Autre grand bénéficiaire du pétrole? Daesh et consorts. D'après les services de renseignement irakiens, l'État islamique serait en mesure de produire près de 30 000 barils de brut/ jour. Lors de ses avancées en Syrie et en Irak, l'EI a réussi a prendre le contrôle d'installations pétrolières dont la revente de brut entre 10 et 35 dollars le baril lui assure 40 millions / mois! Cette somme permet de verser à sa soldatesque une solde de 500 dollars mois, et d'acquérir de l'armement, des véhicules, du matériel de communication. Ce trafic leur aurait déjà rapporté plusieurs dizaines de milliards de dollars, et il ne saurait s'agir de la seule ligne comptable, dès qu'ils s'abattent sur une région, ils en pillent les banques, se livrent à la traite d'êtres humains, et demandent des rançons aux familles. l'EI peut compter également sur le soutien financier d'une partie de ses affidés : Arabie Saoudite - Koweït - Qatar adeptes du double, voire, du triple jeu.
On
parle beaucoup de la Syrie et peu du Yémen où les Saoud et leur
coalition (Egypte, Jordanie, Bahreïn, Maroc, Koweït, Soudan et
Qatar) bombardent les Yéménites al-Houthi zaydites proches des
chiites. L'ONU parle de plusieurs milliers de morts, certaines
victimes brûlées vives par les bombardiers, de 1,5 millions de
réfugiés et d'une dizaine de millions de civils privés d'eau.
Imaginez
l'émoi suscité par les déclarations du premier ministre
irakien au mois d'octobre 2015 lorsqu'il s'est dit favorable à des
frappes aériennes russes contre le groupe État islamique en Irak !

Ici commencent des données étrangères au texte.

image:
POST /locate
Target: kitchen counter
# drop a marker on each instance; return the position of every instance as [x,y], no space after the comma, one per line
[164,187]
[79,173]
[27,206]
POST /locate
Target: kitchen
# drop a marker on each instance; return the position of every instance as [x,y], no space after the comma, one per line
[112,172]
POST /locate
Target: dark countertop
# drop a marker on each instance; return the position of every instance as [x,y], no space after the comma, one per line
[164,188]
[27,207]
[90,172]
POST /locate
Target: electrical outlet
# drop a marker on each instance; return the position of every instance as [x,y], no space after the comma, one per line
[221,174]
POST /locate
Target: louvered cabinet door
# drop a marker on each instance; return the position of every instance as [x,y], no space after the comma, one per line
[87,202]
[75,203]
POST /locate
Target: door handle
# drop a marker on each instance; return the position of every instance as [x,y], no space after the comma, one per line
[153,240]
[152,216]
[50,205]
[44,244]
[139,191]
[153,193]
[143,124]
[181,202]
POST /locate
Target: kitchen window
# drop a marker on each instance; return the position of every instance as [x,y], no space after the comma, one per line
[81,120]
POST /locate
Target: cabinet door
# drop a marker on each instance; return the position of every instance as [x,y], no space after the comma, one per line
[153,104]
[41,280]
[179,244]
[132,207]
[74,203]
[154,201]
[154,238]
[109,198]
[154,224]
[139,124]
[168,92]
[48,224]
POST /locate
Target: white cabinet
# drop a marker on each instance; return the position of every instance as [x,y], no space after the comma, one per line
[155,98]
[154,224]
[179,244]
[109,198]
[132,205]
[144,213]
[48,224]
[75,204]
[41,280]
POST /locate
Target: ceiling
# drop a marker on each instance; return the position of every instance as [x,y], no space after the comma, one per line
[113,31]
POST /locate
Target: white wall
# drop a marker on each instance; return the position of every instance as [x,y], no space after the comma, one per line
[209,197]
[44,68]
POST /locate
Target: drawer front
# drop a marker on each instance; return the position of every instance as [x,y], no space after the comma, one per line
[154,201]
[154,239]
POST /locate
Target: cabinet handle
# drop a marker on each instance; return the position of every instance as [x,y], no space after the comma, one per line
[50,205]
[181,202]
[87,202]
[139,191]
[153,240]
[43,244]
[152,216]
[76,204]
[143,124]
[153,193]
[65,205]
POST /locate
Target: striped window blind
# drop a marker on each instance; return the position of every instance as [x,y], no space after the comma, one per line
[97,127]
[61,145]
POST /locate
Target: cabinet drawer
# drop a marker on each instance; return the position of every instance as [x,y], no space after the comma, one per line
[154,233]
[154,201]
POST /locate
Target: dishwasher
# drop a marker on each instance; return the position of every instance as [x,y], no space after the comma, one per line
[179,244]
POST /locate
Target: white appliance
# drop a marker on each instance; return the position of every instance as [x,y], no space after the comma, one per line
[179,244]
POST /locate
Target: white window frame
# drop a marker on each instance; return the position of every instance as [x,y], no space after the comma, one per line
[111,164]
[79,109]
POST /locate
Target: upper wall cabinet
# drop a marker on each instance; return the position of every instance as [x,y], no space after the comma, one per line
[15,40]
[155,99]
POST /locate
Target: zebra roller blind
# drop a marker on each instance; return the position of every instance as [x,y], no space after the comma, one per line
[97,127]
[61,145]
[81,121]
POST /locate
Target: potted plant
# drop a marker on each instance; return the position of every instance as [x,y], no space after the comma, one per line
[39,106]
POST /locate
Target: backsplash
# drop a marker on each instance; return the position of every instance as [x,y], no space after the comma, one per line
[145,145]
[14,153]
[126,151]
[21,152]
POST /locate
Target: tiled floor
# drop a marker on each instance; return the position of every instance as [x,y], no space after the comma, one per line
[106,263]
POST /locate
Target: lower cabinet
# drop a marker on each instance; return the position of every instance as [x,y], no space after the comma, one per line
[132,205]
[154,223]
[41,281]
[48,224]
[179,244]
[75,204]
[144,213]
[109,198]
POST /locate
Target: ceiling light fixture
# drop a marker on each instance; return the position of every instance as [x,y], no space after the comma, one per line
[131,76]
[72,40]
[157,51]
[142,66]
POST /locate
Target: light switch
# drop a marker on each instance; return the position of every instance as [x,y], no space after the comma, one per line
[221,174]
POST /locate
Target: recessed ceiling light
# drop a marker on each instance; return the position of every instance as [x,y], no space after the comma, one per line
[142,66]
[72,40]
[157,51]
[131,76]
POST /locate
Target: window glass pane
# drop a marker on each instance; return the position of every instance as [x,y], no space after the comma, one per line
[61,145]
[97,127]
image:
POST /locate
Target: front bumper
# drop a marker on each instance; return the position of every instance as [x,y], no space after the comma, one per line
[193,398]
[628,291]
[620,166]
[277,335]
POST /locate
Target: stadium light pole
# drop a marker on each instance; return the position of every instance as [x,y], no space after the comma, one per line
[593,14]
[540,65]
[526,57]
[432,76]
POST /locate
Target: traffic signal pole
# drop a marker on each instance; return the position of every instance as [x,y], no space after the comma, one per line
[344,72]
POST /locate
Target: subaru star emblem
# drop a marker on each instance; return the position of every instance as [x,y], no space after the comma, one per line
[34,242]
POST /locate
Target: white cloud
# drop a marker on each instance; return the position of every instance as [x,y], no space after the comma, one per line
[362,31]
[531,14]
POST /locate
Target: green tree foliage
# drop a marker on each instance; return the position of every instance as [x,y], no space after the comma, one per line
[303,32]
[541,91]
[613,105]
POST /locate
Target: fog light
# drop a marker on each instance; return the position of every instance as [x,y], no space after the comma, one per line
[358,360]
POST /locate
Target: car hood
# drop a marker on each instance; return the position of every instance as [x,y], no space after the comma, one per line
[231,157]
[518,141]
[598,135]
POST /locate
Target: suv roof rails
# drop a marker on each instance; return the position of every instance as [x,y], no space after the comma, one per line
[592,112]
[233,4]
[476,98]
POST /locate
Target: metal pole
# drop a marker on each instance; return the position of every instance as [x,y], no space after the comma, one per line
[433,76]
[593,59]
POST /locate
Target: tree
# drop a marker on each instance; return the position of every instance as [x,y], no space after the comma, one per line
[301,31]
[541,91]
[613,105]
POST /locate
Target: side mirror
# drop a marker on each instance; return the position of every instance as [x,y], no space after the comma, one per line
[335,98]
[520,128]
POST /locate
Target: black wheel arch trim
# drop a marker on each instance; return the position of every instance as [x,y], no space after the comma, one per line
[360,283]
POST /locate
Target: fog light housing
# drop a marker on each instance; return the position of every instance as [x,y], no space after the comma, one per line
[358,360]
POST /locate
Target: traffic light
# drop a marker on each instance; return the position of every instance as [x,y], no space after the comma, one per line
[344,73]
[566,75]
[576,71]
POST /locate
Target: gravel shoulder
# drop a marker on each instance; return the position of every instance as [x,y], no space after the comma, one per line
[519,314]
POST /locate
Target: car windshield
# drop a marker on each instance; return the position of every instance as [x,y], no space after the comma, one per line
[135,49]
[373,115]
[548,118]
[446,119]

Après l'axe : Iran, Syrie, Hezbollah, et la bienveillance
de l'Égypte, le maillon irakien serait la goutte de pétrole qui
ferait déborder le tanker. Le chef d'état-major interarmes
américain, le général Joseph Dunford a averti les USA : "ne
pourront mener des opérations en Irak si les Russes y sont déployés
en même temps". Les cheveux ont dû leur dresser sur la
tête le 23 octobre 2015 lorsque la Russie a créé le surprise lors
d'une rencontre à Vienne, avec l'annonce d'une coordination de ses
opérations militaires avec la Jordanie membre de la coalition
atlantiste, Amman de rappeler que "la coopération entre la
Jordanie et la Russie est ancienne."
L'État
islamique, anciennement État islamique en Irak et au Levant a
proclamé le califat islamique au mois de juillet 2015 sur les
parties de territoires irakiens et syriens passées sous son contrôle
et affiché son intention d'étendre son expansion à l’Europe, la
Russie, l’Asie centrale et à l’Asie du Sud-Est (Le nord de la
Chine connait, dans sa partie septentrionale, des attentats visant la
population civile). La Russie a pris la décision de vouloir
éradiquer la menace, en mettant en application le dicton " les
amis de nos ennemis sont nos ennemis",
cela vaut pour les sources de financement, qu'elles soient
islamiques ou non. Le mot d'ordre est sus à Daesh.
Pour
quelle raison l'Arabie Saoudite a-t-elle consenti à
l'établissement d'un prix du baril aussi bas alors que les
spécialistes s'accordent sur un prix d'équilibre aux alentours de
100 dollars? L'Arabie Saoudite a-t-elle agi afin de plaire
à Washington dans le seul but de contribuer à l'affaiblissement de
l'économie russe et de contribuer ainsi au renforcement des
sanctions contre Moscou? Peu probable, car l'Amérique du
nord a été "impactée" par la chute des cours et Riyad
s'efforce d'arracher des marchés aux mains des compagnies
pétrolières américaines et canadiennes. Les
compagnies nord-américaines ont un coûts de forage d'environ 60
dollars le baril contre 20 pour Ryad. Leur riposte fut le gaz
de schiste qui permet de rogner sur les coûts d'exploration,
d'extraction et d'importation. Le royaume wahhabite pourrait en être
le dindon de la farce, car la chute du baril de brut a une
répercussion directe sur les finances du pays. Le déficit pourrait
atteindre 100 milliards d'euros pour l'année 2015 ! Ryad, au lieu de
s'alarmer au vu de la difficulté à rétablir l'équilibre
des comptes, continue à dépenser sans compter.